Setelah jatuhnya rezim, banyak yang merasa berhak menggali sendiri untuk mendapatkan apa yang mereka anggap sebagai hak mereka. Namun, para pejabat di pemerintahan baru Suriah menganggap fenomena ini sebagai bencana bagi warisan budaya dan sejarah bangsa.
Menurut Observatorium Suriah untuk Hak Asasi Manusia, penggalian artefak dan harta karun meningkat pesat di berbagai kota Suriah seiring runtuhnya rezim Assad.
Kekosongan keamanan yang terjadi akibat fokus pemerintah baru dalam memperkuat kontrol dan mengejar para pelaku kejahatan dari rezim lama. Termasuk di antaranya pemimpin militer dan aparat keamanan, membuka peluang bagi para pencari harta.
Dalam konteks ini, Direktur Jenderal Departemen Purbakala dan Museum Suriah, Dr. Anas Ahmad Haj Zaidan, menjelaskan bahwa kekosongan keamanan setelah jatuhnya rezim Assad tidak berlangsung lama.

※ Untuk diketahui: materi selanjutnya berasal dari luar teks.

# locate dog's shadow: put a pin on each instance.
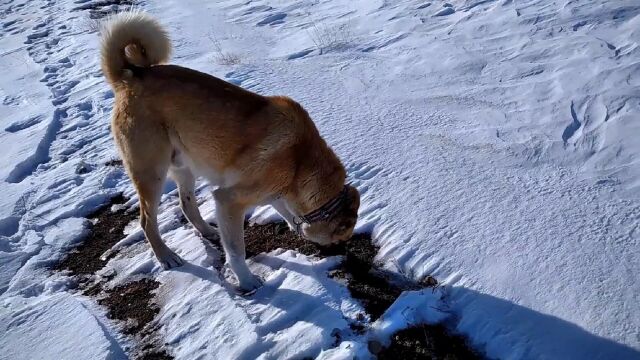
(547, 334)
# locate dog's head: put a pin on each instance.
(340, 226)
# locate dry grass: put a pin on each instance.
(221, 56)
(330, 38)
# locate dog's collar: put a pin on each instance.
(324, 212)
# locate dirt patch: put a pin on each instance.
(132, 303)
(374, 288)
(106, 231)
(426, 342)
(102, 8)
(114, 163)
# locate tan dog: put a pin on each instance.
(255, 149)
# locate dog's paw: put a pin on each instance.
(170, 260)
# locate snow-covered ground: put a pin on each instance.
(495, 144)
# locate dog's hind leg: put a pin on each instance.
(185, 180)
(147, 163)
(230, 217)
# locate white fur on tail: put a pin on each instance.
(132, 38)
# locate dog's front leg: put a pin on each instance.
(230, 216)
(281, 208)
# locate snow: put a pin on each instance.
(494, 142)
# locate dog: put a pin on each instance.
(253, 149)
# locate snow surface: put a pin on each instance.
(494, 142)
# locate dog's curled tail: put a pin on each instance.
(132, 39)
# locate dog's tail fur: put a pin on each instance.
(132, 39)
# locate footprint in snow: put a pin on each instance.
(447, 10)
(273, 19)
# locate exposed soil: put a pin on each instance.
(133, 307)
(425, 342)
(106, 231)
(131, 304)
(113, 163)
(102, 8)
(374, 288)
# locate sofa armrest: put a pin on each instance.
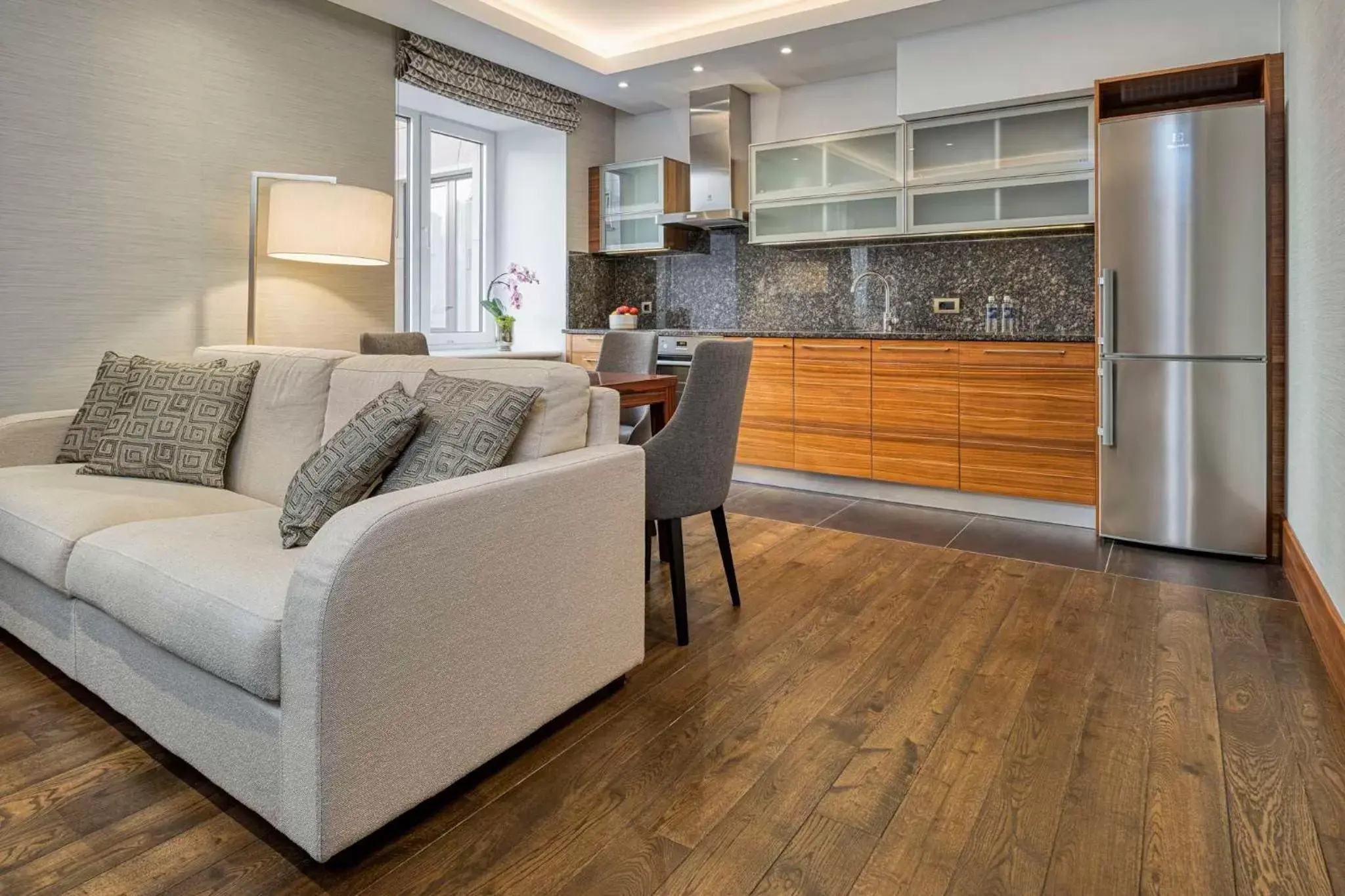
(604, 417)
(33, 438)
(430, 629)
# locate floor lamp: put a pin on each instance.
(315, 219)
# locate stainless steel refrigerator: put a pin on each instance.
(1181, 246)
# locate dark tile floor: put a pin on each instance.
(1034, 542)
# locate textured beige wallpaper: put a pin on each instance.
(128, 131)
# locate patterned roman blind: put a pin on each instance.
(481, 82)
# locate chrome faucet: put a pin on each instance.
(887, 296)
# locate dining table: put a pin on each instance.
(657, 391)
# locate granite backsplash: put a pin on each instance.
(739, 286)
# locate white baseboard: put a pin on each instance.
(1078, 515)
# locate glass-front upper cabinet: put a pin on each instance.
(632, 187)
(849, 163)
(822, 219)
(997, 205)
(1006, 142)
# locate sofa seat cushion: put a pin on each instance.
(209, 590)
(46, 509)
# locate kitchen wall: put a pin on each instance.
(128, 135)
(1314, 33)
(736, 285)
(1033, 54)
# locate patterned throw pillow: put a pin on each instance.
(93, 416)
(174, 422)
(468, 426)
(347, 465)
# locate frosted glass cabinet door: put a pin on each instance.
(634, 187)
(820, 219)
(1017, 202)
(632, 233)
(857, 161)
(1046, 139)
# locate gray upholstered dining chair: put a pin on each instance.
(393, 344)
(631, 352)
(689, 464)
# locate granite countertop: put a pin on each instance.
(954, 337)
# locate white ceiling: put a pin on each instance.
(734, 41)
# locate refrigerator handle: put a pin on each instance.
(1107, 402)
(1107, 281)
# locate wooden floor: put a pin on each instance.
(879, 717)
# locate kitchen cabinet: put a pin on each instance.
(626, 200)
(1019, 202)
(583, 350)
(817, 219)
(833, 406)
(1028, 419)
(1053, 137)
(915, 413)
(829, 165)
(766, 437)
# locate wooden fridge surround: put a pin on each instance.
(1231, 82)
(1002, 418)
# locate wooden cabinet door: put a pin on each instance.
(833, 406)
(1028, 419)
(766, 436)
(583, 350)
(915, 413)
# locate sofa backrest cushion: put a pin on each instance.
(558, 419)
(284, 421)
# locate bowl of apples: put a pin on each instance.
(625, 317)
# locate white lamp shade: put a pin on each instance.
(330, 223)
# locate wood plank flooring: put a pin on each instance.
(880, 717)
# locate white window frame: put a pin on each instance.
(416, 313)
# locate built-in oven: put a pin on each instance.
(676, 356)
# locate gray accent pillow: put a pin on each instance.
(174, 422)
(347, 465)
(468, 426)
(102, 399)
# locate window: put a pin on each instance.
(444, 202)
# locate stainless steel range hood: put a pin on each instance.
(721, 129)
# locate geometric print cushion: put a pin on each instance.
(174, 422)
(468, 426)
(102, 399)
(347, 465)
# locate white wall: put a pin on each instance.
(1049, 51)
(530, 228)
(830, 106)
(657, 133)
(1314, 34)
(1069, 47)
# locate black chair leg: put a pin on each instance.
(721, 532)
(649, 536)
(674, 530)
(665, 544)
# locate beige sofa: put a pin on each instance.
(330, 688)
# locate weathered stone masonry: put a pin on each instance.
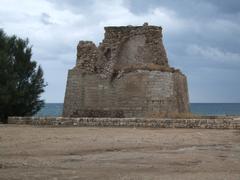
(126, 76)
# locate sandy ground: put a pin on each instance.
(28, 152)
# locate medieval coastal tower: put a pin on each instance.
(127, 75)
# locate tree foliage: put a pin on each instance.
(21, 80)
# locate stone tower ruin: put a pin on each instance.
(127, 75)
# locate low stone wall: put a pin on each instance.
(217, 123)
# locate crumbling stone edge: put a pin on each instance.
(218, 123)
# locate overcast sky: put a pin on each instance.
(202, 37)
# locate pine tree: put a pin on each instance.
(21, 80)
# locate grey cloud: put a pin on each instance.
(45, 19)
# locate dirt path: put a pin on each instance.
(118, 153)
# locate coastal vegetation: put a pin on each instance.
(21, 79)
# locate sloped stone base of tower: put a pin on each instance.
(139, 93)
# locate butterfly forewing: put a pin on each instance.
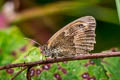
(76, 38)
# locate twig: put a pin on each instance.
(28, 76)
(18, 73)
(82, 57)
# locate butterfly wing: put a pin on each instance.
(76, 38)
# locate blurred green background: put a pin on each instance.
(40, 19)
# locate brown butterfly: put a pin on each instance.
(78, 37)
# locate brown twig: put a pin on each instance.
(52, 60)
(28, 76)
(18, 73)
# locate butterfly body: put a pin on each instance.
(76, 38)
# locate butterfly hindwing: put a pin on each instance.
(76, 38)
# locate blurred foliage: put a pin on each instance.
(39, 19)
(118, 7)
(23, 51)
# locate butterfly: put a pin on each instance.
(76, 38)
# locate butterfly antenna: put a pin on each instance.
(33, 41)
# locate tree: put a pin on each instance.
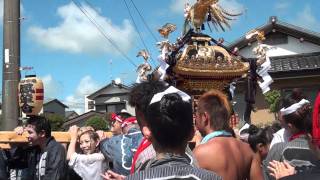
(98, 123)
(273, 99)
(56, 121)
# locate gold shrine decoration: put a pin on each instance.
(7, 137)
(203, 85)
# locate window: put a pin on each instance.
(115, 107)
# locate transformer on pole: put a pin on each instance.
(11, 64)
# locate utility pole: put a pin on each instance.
(11, 64)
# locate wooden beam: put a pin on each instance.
(8, 137)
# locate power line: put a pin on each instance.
(136, 27)
(144, 22)
(100, 29)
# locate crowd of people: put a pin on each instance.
(154, 144)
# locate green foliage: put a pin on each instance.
(273, 98)
(98, 123)
(56, 121)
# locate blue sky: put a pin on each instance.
(74, 59)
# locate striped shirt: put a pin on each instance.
(173, 167)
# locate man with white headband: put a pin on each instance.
(219, 150)
(119, 149)
(166, 121)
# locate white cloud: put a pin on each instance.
(52, 88)
(76, 34)
(85, 87)
(177, 6)
(306, 19)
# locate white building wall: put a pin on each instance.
(293, 47)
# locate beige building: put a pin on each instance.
(295, 61)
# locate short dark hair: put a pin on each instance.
(141, 94)
(216, 104)
(170, 121)
(41, 124)
(259, 135)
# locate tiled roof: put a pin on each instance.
(282, 27)
(299, 62)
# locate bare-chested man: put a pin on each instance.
(219, 151)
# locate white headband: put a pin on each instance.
(293, 107)
(157, 97)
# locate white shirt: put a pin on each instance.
(282, 135)
(88, 166)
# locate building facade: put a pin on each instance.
(295, 61)
(111, 98)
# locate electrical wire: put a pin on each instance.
(136, 27)
(144, 22)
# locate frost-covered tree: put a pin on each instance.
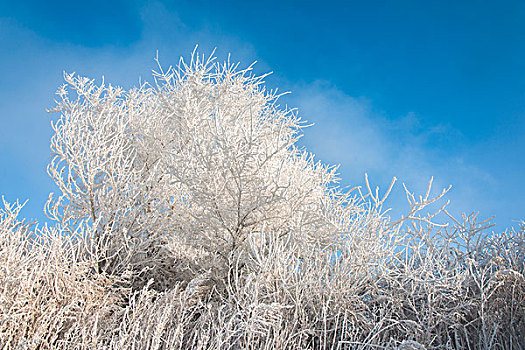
(188, 217)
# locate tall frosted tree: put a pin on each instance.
(188, 217)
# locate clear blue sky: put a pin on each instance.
(396, 88)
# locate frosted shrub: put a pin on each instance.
(187, 218)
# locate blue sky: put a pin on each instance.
(395, 88)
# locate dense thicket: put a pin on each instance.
(188, 218)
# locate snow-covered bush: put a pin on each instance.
(187, 217)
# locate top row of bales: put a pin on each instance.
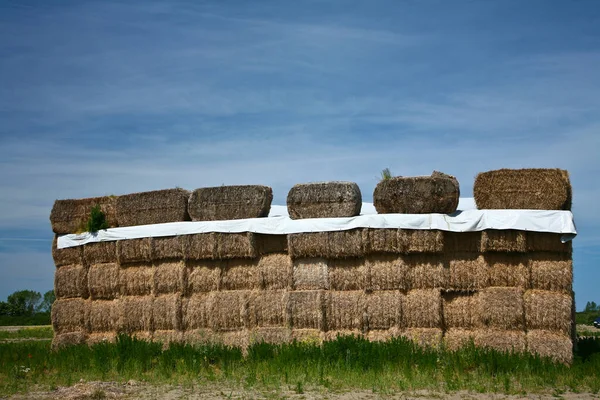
(541, 189)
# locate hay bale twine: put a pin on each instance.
(527, 189)
(437, 193)
(324, 200)
(230, 202)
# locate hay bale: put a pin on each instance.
(306, 309)
(549, 344)
(501, 308)
(310, 273)
(503, 241)
(324, 200)
(525, 189)
(68, 315)
(170, 277)
(103, 281)
(155, 207)
(383, 309)
(437, 193)
(467, 271)
(71, 281)
(549, 311)
(422, 308)
(551, 271)
(71, 216)
(230, 202)
(134, 251)
(136, 280)
(388, 272)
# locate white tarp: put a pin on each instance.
(279, 223)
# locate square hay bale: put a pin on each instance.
(500, 308)
(166, 312)
(383, 309)
(155, 207)
(71, 281)
(229, 310)
(345, 310)
(500, 340)
(549, 344)
(136, 280)
(104, 316)
(230, 202)
(71, 216)
(100, 252)
(426, 271)
(276, 271)
(467, 271)
(524, 189)
(170, 277)
(508, 241)
(203, 276)
(134, 250)
(68, 315)
(508, 269)
(240, 274)
(310, 273)
(267, 308)
(422, 308)
(388, 272)
(348, 274)
(549, 311)
(551, 271)
(103, 281)
(306, 309)
(324, 200)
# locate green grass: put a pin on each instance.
(344, 364)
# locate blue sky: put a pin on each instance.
(113, 97)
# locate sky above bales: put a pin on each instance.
(114, 97)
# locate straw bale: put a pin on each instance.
(71, 281)
(276, 271)
(548, 310)
(203, 276)
(134, 250)
(383, 309)
(324, 200)
(136, 313)
(437, 193)
(104, 316)
(267, 308)
(229, 310)
(100, 252)
(500, 307)
(240, 274)
(467, 271)
(230, 202)
(71, 216)
(170, 277)
(422, 308)
(103, 281)
(136, 280)
(306, 309)
(348, 274)
(155, 207)
(551, 271)
(549, 344)
(504, 241)
(500, 340)
(426, 271)
(68, 315)
(526, 189)
(388, 272)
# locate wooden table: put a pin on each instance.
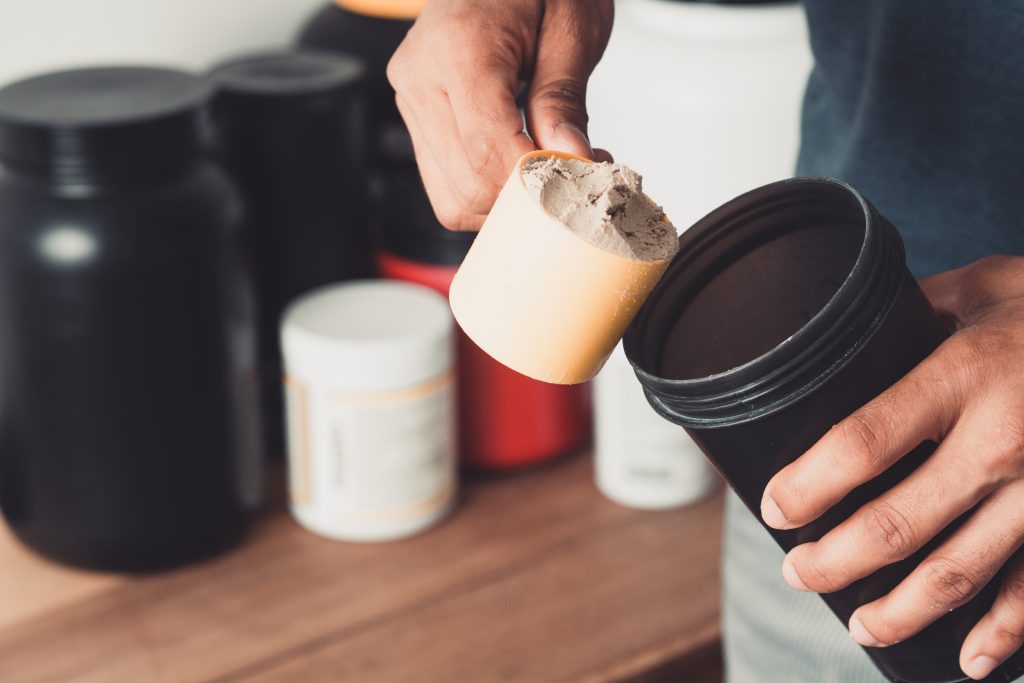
(536, 578)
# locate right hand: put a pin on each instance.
(457, 75)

Ia mencontohkan bahwa negara-negara yang mengalami revolusi atau pergantian rezim korup sering menghadapi masa kekacauan, termasuk penjarahan situs bersejarah dan perburuan harta karun.
Haj Zaidan menyebutkan bahwa situs-situs yang paling terdampak setelah kejatuhan rezim adalah Afamia, Palmyra, dan Tartus.
Namun, pemerintah baru berhasil merebut kembali kendali atas wilayah tersebut. Mereka melindungi museum dan situs bersejarah, serta melakukan pendataan terhadap artefak yang dicuri. Mereka juga mengupayakan pengembalian barang yang masih dapat diselamatkan.
Kemiskinan dan kelaparan
Dr. Anas menegaskan bahwa aktivitas penggalian ilegal masih terus berlangsung hingga kini. Meskipun sudah berkurang dan terbatas di desa-desa terpencil, terutama di Palmyra, Bosra, serta kota-kota seperti Daraa dan pedesaan Hama.
Mengenai metode penggalian dan penjualan artefak secara ilegal, Haj Zaidan menjelaskan bahwa proses ini dilakukan secara diam-diam, tanpa pendekatan ilmiah atau metodologi yang benar.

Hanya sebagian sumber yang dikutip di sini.